条件修正により、公募価格は1株15〜17ドル、調達額は約3億ドルとなる見通しで、Andreessen Horowitzが支援する同バイオ企業の評価額は最大12億ドルを目指す。

要約

Braveheart Bio Inc.は、ナスダックでの新規株式公開(IPO)の条件を更新し、当初最大3億1880万ドルの調達を目指して申請していたが、現在は1株15〜17ドルで株式を売り出し、約3億ドルの調達を見込む。2025年11月設立の臨床段階のバイオ医薬品企業で、評価額は最大12億ドルを目指し、ティッカーシンボル「BRVE」で上場する計画である。Braveheartは、Jiangsu Hengrui Pharmaceuticalsとのライセンス契約の下、肥大型心筋症(HCM)向け経口心筋ミオシン阻害薬BHB-1893を開発している。
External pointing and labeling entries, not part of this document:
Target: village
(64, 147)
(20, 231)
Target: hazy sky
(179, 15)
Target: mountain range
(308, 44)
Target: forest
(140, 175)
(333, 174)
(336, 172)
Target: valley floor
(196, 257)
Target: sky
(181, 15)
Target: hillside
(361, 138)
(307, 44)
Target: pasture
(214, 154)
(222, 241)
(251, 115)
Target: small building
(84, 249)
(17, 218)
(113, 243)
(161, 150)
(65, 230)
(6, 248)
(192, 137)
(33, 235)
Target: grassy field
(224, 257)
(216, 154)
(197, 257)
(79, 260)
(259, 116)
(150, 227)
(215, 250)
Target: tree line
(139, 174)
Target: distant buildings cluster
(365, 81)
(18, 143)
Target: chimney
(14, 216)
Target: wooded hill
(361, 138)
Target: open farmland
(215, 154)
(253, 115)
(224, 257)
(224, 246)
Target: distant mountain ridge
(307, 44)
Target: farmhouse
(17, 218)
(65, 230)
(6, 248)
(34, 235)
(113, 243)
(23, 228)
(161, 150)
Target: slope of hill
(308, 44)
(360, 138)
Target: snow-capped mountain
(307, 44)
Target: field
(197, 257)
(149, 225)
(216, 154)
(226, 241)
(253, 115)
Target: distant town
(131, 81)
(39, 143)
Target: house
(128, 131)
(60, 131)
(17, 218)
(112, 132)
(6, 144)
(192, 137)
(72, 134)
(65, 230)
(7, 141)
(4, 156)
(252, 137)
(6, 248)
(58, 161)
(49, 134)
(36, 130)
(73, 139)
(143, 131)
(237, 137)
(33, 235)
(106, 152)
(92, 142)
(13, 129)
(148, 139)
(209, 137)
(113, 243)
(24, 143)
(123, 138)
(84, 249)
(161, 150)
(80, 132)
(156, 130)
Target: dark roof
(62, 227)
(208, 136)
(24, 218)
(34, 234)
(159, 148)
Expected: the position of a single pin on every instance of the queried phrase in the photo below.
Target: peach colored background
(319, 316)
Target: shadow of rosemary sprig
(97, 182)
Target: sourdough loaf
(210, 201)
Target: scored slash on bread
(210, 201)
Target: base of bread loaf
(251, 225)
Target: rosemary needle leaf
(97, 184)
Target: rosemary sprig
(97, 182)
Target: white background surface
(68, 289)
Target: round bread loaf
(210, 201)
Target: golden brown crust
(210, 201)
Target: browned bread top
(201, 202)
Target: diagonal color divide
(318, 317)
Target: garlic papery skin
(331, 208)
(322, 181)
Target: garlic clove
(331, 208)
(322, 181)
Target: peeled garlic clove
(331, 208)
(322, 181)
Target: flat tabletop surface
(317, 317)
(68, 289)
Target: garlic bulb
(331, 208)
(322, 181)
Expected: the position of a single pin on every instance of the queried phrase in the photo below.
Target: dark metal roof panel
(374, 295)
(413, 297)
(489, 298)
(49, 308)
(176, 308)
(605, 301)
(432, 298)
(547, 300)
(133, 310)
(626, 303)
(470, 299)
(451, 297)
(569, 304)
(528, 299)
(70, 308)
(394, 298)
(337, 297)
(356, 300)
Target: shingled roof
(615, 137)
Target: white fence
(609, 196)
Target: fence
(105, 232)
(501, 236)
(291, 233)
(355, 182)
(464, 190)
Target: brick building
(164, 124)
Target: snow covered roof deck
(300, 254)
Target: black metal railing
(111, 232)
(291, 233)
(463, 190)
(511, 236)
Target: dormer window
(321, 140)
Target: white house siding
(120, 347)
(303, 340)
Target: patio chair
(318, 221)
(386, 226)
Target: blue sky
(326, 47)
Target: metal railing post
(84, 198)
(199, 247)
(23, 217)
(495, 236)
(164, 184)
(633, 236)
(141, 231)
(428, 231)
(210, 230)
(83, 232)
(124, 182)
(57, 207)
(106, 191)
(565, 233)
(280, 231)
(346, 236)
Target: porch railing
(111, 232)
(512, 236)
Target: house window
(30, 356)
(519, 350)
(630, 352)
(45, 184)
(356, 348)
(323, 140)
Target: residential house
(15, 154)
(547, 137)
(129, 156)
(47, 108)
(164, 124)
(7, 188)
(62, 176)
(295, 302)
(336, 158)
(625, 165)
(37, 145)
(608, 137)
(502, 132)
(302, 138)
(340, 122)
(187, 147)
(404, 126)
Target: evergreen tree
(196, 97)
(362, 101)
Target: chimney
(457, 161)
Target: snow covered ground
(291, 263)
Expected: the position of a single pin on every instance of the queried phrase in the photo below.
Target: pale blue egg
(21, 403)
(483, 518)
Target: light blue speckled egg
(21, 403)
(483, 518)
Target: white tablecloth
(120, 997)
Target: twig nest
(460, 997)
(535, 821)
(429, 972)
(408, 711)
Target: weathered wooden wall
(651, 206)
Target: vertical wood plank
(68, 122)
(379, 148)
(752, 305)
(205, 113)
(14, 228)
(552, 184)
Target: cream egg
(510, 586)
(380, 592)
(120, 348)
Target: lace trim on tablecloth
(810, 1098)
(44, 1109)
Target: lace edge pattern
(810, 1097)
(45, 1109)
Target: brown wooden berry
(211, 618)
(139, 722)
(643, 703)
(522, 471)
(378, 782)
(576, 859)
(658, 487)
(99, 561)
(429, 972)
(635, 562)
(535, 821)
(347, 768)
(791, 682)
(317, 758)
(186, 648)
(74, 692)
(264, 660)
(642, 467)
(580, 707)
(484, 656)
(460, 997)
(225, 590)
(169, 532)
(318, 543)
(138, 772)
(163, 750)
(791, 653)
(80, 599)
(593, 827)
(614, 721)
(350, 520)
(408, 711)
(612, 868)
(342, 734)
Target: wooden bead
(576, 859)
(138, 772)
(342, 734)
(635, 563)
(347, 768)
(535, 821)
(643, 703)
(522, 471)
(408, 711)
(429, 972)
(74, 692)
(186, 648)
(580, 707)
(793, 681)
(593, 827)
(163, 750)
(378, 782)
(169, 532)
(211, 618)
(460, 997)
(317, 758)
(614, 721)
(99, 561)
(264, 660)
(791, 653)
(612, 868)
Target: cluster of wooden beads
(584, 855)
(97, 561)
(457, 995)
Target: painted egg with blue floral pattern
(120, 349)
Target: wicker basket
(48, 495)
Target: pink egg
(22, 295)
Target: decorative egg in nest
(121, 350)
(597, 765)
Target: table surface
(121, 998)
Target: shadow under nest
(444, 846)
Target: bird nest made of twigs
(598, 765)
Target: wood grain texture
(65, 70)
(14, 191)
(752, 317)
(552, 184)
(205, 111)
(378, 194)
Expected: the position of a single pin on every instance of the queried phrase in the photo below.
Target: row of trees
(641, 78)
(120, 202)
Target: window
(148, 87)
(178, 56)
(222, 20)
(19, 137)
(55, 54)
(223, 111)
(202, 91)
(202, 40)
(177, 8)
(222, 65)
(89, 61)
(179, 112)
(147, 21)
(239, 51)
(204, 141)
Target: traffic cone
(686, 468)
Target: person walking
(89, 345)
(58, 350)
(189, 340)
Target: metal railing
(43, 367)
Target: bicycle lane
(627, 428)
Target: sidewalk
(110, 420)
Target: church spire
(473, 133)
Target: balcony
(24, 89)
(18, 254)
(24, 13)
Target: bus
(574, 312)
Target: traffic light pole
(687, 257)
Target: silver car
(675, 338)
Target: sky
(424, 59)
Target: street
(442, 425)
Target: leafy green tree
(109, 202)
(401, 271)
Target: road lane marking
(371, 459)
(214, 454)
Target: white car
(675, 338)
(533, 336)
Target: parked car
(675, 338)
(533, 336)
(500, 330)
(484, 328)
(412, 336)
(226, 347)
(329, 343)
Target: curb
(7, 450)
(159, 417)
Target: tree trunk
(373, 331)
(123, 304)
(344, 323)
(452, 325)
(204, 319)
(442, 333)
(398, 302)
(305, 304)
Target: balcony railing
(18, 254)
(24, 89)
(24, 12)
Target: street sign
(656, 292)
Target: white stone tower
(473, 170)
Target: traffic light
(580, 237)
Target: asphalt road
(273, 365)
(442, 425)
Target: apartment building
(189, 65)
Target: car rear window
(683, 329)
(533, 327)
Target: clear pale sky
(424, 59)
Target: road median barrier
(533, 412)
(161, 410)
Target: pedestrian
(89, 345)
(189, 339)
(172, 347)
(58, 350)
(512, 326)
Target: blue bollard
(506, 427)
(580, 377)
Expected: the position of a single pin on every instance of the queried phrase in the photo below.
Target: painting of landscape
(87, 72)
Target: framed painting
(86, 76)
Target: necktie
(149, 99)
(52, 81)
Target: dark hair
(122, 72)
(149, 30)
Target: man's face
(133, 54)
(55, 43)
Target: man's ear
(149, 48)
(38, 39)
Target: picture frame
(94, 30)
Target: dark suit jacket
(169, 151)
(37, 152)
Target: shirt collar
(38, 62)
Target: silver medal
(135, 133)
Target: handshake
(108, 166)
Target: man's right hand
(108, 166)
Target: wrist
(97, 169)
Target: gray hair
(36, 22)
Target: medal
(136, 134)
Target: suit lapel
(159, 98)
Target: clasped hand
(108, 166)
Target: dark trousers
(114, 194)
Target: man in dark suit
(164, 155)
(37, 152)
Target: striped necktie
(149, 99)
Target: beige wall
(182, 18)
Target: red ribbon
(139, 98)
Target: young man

閉塞性および非閉塞性HCMを対象とする第2相試験の良好なデータは2026年3月と5月に報告されており、グローバル第3相試験は2026年後半から2027年初頭に開始される見通しである。取締役会議長は元Biogen最高経営責任者(CEO)のChris Viehbacherが務め、CEOはTravis Murdochである。投資家には、Andreessen HorowitzのBio + Health部門のほか、Forbion、OrbiMed、Enavate Sciences、Frazier Life Sciencesが名を連ねる。この届出は仮想通貨やブロックチェーンではなく、従来型の医薬品開発案件である一方、中国から米国へのライセンス供与モデルという広がりつつある枠組みを浮き彫りにしており、一部投資家は規制面や地政学的リスクの観点から注視している。

用語解説
  • 心筋ミオシン阻害薬: ミオシンたんぱく質を標的として心筋の収縮に作用するよう設計された薬剤の一種。
  • 第2相試験データ: 薬が有効に作用しているか、また次段階の試験に進める程度に安全性があるかを見極める中期段階の臨床試験結果。
  • 肥大型心筋症: 心筋が異常に厚くなり、心臓が血液を送り出しにくくなる疾患。